Caddy and TLS certs
Intro
Caddy provides a reverse proxy with TLS termination for all internal services at the shop.
You must be on the shop LAN or on the shop VPN to access it. Working with certbot
,
we can get wildcard certs for all services.
Caddy runs as a container on the c220 on container named caddy
with IP 10.0.40.29
Finally Pi-Hole provides DNS to match FQDN <-> TLS CN. Pi-Hole has IP 10.0.40.66
Install
Caddy
Assuming Ubuntu 22, following their install docs:
sudo apt install -y debian-keyring debian-archive-keyring apt-transport-https
curl -1sLf 'https://dl.cloudsmith.io/public/caddy/stable/gpg.key' | sudo gpg --dearmor -o /usr/share/keyrings/caddy-stable-archive-keyring.gpg
curl -1sLf 'https://dl.cloudsmith.io/public/caddy/stable/debian.deb.txt' | sudo tee /etc/apt/sources.list.d/caddy-stable.list
sudo apt update
sudo apt install caddy
systemctl enable caddy
systemctl start caddy
certbot
From their install docs:
sudo snap install core; sudo snap refresh core
Verify that list-timers
will run the renew:
systemctl list-timers|grep certbot
Get the python script and make it executable.
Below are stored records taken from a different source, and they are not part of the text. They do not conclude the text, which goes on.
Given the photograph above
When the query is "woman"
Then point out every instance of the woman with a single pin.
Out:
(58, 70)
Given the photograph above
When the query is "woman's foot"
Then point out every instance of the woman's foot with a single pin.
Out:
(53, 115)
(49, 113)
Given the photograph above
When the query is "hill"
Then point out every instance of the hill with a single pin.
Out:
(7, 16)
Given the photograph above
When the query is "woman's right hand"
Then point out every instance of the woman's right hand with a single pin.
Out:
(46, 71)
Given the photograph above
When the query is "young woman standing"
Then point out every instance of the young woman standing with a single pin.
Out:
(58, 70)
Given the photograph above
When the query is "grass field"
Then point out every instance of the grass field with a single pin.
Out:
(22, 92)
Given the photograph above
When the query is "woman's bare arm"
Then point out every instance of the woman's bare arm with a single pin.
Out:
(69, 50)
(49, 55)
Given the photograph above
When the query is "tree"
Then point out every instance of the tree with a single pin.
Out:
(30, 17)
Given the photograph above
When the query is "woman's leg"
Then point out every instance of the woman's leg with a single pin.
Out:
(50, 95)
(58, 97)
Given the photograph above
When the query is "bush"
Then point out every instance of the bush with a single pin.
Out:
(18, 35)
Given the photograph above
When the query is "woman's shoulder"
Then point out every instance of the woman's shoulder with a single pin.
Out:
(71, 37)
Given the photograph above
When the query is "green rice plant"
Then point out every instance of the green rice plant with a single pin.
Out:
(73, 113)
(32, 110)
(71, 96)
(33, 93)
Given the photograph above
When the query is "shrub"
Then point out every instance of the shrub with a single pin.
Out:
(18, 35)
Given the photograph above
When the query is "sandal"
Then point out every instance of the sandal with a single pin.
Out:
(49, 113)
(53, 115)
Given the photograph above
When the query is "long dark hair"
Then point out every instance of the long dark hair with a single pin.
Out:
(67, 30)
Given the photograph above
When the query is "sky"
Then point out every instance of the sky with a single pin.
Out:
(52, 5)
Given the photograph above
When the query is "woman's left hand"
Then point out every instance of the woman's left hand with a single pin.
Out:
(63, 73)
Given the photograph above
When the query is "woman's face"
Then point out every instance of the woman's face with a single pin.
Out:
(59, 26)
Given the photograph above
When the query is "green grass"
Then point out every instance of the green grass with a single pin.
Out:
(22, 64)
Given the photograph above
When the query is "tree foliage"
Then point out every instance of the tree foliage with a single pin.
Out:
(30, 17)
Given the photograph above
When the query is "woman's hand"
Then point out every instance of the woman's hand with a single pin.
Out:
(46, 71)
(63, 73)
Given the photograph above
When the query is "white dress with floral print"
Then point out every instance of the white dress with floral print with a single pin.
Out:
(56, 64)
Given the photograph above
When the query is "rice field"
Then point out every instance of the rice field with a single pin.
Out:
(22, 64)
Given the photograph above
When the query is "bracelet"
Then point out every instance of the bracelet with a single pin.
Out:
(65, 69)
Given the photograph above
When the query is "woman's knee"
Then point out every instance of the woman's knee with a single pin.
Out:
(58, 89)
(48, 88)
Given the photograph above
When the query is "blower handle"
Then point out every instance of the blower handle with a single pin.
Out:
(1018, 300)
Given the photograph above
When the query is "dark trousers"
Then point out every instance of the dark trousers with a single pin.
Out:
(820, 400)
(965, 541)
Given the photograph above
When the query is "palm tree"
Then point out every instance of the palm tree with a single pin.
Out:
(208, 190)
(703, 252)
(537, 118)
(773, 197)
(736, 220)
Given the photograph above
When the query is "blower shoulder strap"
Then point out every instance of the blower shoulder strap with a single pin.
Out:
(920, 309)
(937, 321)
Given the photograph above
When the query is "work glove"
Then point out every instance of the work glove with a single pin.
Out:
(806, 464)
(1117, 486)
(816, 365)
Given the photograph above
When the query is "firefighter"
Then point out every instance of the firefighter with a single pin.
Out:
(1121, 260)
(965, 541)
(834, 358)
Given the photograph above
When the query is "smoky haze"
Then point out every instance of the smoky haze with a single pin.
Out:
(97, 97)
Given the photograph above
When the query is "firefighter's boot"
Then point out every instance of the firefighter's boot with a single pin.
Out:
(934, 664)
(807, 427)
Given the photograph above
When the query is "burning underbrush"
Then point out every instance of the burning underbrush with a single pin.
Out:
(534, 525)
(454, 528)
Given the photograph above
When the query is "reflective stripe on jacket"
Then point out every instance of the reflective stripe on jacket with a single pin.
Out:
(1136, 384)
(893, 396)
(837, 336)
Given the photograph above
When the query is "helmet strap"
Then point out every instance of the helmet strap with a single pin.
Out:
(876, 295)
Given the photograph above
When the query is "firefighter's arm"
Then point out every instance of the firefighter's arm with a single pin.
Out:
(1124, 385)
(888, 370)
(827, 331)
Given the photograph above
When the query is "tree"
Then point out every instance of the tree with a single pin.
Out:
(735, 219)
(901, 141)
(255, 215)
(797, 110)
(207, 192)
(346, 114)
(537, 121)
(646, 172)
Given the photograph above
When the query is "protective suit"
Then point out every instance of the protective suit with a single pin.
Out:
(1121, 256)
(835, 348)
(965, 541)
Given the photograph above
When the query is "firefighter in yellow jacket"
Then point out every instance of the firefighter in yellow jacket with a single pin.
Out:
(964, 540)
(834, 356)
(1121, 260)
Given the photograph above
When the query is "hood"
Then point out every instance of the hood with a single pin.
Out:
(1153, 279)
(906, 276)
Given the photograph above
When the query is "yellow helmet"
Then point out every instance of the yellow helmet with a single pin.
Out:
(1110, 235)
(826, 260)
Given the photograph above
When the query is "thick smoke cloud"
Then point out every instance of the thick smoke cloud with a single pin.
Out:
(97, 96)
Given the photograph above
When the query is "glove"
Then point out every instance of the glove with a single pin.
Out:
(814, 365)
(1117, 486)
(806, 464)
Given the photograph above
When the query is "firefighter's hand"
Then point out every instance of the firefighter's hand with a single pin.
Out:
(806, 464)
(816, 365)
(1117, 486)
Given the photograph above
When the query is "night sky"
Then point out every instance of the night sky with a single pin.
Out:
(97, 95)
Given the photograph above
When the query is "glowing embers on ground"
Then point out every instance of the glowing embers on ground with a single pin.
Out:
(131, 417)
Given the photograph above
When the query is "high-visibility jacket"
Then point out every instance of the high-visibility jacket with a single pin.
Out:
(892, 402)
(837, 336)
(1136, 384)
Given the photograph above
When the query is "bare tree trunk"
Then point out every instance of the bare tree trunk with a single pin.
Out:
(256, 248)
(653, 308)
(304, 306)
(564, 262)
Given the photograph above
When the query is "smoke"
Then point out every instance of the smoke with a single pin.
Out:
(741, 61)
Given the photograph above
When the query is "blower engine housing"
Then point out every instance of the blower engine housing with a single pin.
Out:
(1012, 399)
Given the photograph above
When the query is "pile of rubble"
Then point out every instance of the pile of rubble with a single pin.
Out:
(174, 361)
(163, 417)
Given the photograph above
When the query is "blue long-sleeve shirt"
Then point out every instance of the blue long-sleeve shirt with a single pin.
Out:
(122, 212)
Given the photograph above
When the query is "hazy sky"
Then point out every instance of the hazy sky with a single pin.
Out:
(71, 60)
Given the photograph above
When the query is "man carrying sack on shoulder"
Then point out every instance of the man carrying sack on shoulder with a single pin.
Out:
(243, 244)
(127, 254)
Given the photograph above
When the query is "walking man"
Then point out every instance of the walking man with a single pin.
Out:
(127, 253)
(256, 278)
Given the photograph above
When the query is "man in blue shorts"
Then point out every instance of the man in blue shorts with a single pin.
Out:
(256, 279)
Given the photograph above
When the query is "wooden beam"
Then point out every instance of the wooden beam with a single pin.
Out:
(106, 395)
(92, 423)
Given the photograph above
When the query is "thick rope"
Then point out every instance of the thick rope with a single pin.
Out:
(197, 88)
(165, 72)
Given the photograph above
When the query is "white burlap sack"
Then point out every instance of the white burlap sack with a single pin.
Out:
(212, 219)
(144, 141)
This uses the acme-dns.io DNS service with some CNAME trickery:
mkdir -p /etc/letsencrypt/
curl -o /etc/letsencrypt/acme-dns-auth.py https://raw.githubusercontent.com/joohoi/acme-dns-certbot-joohoi/master/acme-dns-auth.py
chmod +x /etc/letsencrypt/acme-dns-auth.py
apt install python3
ln -s /usr/bin/python3 /usr/bin/python
First time cert generation w/ DNS update
You only have to do this ONCE!
sudo certbot certonly --manual --manual-auth-hook /etc/letsencrypt/acme-dns-auth.py --preferred-challenges dns --debug-challenges -d \*.synshop.net -d synshop.net
You'll then be prompted to create a DNS entry, something like:
_acme-challenge.synshop.net. CNAME 87e00274-4d33-43fa-acc9-10839cee980a.auth.acme-dns.io.
Create this by:
1. SSH to new-lagos.synshop.org
1. sudo su -
1. vim /etc/bind/master/synshop.net
1. edit serial number at top to be today's date
1. add new line for above DNS entry
1. restart DNS with rndc reload
Credentials are now stored in JSON in /etc/letsencrypt/acmedns.json
. These are backed up in keepass just in case.
Though you could go through above steps again if they're lost.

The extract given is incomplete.